連句は表現の宝箱 金川宏
日頃は主に短歌を詠んで暮らしているということもあって、連句と短歌を比較してみたり、連句から短歌に何か取り込めるものはないかと考えたりすることがよくあります。連句はアイデアの宝庫です。
耳を澄ます勇魚 瞑目するスワン わたしの春は白亜紀の遠火事
星の布置考えている 静かな生活 ジュラ紀の端っこで切手を舐める
昨年出版した拙歌集『アステリズム』から二首引いてみました。どちらも三つの句を繋ぎ合わせる構造になっていて、これは連句の「三句の渡り」からヒントを得たものです。「三句の渡り」を一首に凝縮できないかと考えたわけです。一首目は「勇魚」「スワン」「遠火事」と、三つの句それぞれに春の季語が入っています。文韻で自由律の歌仙を巻いているときに、考えた付句の案を組み合わせることを思いつきました。二首目はもともと「星の布置考えている」「ジュラ紀の端っこで切手を舐める」という二つのフレーズがあって、これを「三段なぞ」(Aと掛けてCと解く、そのこころはどちらもBだからという複式三段構えの謎かけ)で解いてみたものです。連句の「三句の渡り」はどこか「三段なぞ」の構造と似ています。さらに補足として、この二首について言及しておきますと、いずれも大幅な破調になっているということです。この「三句の渡り」を短歌の絶対律のなかに収めようとすると、内容が転じていても、韻律の力が働くのか、一首に意図しない結束性が生じてしまうんですね。破調のまま放りだしたほうがずっと響きがいい。これは新しい発見でした。以後定型を意識することがなくなりました。リズムは自分でつくりだせばよいのです。

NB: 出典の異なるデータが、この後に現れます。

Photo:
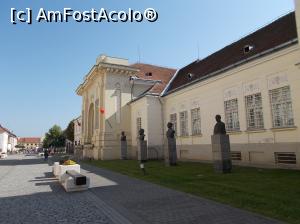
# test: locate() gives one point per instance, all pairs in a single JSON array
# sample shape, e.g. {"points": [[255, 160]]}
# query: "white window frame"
{"points": [[196, 121], [183, 119], [138, 125], [173, 120], [232, 115], [254, 111], [281, 107]]}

みずのなかに繁っているのはひとのこえ饗宴すぎてウォルター・デ・ラ・メアの冬
同じ歌集からの引用です。この一首は、いわゆる短歌の〈私性〉からどれだけ遠ざかれるかを試みたものです(それにどれだけの意義があるのかは別問題として)。上句で少しずつ意味をずらしながら「饗宴すぎて」で大きく表現を変容させ、そこに収斂することなくさらに魅惑的な音韻を持った固有名詞に転じています。〈私〉に還ることなく意味を結ぶこともなくイメージは拡散したまま一首は終わります。連句をやっていると、俯瞰する眼を持ったり、自他場といって視点を入れ替えたり、それと対にして能動と受動を逆にしたりと、人称に関わる表現に自覚的になってきます。この一首はそのうえでさらに度合いを強めて人称のない世界へ繋がろうと試みたものです。自己などというものは、ほんとうは龍樹がいう「空」のようなもので、人は自分が何者かさえ知らないのではないか、という思いもあります。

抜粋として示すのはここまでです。